La chouette Olga ne serait-elle pas la véritable star du film ?

Dans la toute première version du projet, Ricky était élevé par une famille de chouettes et il était le demi-frère d’Olga ! Cette version de l’histoire aurait imposé qu’il l’abandonne. Elle était déjà un personnage si attachant que nous voulions vraiment la garder sur l’ensemble de l’intrigue. De toute façon, les chouettes n’étaient pas très représentatives de l’image qu’on a d’un oiseau migrateur… et puis, la différence de taille entre un moineau et une cigogne était beaucoup trop drôle ! Alors Olga est devenue la nouvelle meilleure amie de Ricky. Toute l’équipe l’a immédiatement adorée : elle est à la fois coriace, hors de commun et adorable. Je suis très impatient de découvrir la réaction du public lorsqu’il va la rencontrer, avec son ami imaginaire Oleg bien sûr.

Vous n’avez jamais été tenté de montrer cet ami imaginaire à l’écran ?

Il apparaissait dans une scène où Olga fait un rêve. Mais finalement nous l’avons écartée, pour que chaque spectateur puisse se faire sa propre idée de ce personnage. Le montrer à l’écran aurait mis un frein à l’imagination du public. Et puis nous avions aussi envie de garder une part de mystère. Oleg existe-t-il réellement ? Chacun à sa réponse.

D’où est venue l’inspiration concernant Kiki la perruche ?

J’imaginais un comédien de théâtre vieillissant et avec une voix haut perchée. C’est une diva au masculin mais il a bon cœur finalement. Nathan Lane dans The birdcage m’a beaucoup inspiré.

Quel a été le principal défi technique du film ?

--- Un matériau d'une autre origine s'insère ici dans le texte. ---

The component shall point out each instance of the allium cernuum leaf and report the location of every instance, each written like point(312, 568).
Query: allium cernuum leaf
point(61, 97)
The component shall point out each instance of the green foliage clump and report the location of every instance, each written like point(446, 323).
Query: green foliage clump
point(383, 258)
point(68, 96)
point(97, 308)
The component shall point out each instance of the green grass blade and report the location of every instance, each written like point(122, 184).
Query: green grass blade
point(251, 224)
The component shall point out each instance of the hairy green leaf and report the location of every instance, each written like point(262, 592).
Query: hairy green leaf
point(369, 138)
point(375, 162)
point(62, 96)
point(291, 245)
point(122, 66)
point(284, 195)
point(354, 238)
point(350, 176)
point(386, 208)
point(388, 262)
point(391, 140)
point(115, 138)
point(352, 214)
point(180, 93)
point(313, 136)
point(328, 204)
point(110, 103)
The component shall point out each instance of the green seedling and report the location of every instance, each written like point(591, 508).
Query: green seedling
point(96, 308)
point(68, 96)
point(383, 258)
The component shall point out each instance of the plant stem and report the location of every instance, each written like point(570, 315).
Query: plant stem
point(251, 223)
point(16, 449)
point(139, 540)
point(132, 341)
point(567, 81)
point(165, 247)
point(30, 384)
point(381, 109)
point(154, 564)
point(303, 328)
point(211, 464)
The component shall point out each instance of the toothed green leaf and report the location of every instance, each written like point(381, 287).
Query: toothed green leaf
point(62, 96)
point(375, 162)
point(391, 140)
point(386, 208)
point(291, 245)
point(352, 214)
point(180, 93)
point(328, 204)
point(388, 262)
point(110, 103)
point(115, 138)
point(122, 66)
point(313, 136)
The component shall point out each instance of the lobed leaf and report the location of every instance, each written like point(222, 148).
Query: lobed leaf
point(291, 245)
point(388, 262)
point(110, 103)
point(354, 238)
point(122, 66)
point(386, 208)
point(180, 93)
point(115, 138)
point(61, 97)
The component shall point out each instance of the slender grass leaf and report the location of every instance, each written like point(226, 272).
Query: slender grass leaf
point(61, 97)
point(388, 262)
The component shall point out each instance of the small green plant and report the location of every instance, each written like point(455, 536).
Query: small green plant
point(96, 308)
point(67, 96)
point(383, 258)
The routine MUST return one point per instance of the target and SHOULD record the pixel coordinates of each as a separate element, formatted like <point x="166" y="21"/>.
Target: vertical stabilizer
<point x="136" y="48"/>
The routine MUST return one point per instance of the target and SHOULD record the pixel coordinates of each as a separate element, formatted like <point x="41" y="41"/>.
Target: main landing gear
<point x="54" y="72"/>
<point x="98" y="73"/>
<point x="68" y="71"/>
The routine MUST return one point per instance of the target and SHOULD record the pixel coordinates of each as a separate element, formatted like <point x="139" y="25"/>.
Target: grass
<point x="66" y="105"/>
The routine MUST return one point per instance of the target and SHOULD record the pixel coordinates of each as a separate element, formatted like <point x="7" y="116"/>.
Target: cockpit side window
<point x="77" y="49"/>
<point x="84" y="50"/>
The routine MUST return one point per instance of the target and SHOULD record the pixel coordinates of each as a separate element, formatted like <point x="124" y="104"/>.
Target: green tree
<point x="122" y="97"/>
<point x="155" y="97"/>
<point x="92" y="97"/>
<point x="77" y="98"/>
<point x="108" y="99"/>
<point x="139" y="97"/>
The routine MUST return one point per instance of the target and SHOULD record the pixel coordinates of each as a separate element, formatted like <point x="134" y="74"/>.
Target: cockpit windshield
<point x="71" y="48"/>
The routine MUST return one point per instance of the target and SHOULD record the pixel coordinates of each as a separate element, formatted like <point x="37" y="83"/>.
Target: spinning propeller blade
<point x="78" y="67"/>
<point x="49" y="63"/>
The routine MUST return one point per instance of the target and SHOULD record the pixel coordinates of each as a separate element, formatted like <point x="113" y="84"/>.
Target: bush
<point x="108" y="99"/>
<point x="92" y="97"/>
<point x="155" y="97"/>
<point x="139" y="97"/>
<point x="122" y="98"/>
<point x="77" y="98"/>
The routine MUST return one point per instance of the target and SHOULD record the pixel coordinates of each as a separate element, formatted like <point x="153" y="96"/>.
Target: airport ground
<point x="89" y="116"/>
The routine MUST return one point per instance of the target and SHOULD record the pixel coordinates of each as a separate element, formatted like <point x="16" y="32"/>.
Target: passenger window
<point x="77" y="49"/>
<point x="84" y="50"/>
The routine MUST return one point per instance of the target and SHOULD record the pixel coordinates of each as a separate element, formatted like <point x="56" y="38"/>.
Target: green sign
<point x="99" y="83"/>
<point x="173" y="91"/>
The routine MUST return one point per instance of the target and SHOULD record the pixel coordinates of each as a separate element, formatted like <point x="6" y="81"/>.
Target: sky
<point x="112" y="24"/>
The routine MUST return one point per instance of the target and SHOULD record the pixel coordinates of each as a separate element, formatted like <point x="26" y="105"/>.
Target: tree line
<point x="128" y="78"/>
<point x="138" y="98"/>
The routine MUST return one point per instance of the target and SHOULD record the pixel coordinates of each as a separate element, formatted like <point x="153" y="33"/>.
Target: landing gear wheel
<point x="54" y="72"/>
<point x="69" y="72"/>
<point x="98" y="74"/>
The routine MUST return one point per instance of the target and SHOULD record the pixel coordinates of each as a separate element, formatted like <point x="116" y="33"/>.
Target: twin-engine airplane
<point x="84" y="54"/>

Quand nous avons commencé la pré-production, les moyens techniques étaient moins avancés qu’actuellement. A l’époque, on nous a dit : « Animer des plumes, c’est mission impossible ! ». C’était trop compliqué et bien trop cher. En l’espace de quelques années, les possibilités techniques se sont énormément développées et le temps a joué pour nous. J’ai même pensé que dans mon prochain film je pourrai leur faire animer les limaces. En réalité, les plumes sont encore une animation très compliquée. Pour Olga par exemple, il a fallu animer chaque plume une à une, à 24 images-seconde. L’autre grosse difficulté tenait au fait que Le voyage de Ricky est un road-movie qui nous entraîne en Europe et en Afrique, avec des décors variés et des lieux qui contiennent souvent une foule de personnages. Nous avions des forêts, des villages, des villes, des paysages, du ciel, des nuages, de la pluie… Autant de lieux différents, c’est tout autant de visuels à créer.

Y a t-il des difficultés particulières à écrire un film destiné à toute la famille ?

Il est essentiel d’inclure plusieurs niveaux de lecture et de sous-texte, pour que les plus grands et les adultes s’amusent aussi. Les pigeons loufoques connectés sur leur fil en sont un exemple. Les enfants rient des oiseaux qui se contractent avec les ondes téléphoniques, tandis que les plus grands comprennent qu’il s’agit d’une parodie des réseaux sociaux. J’ai aussi tenu à ajouter des moments plus sérieux, avec un enjeu réel et des conséquences – notre Ricky enchaîne les chutes et les nouveaux départs après tout. Il est toujours très important que les héros soient confrontés à des difficultés réelles, du danger, et passent sans cesse par toutes sortes d’émotions. Il ne faut pas avoir peur du drame, même dans un divertissement familial.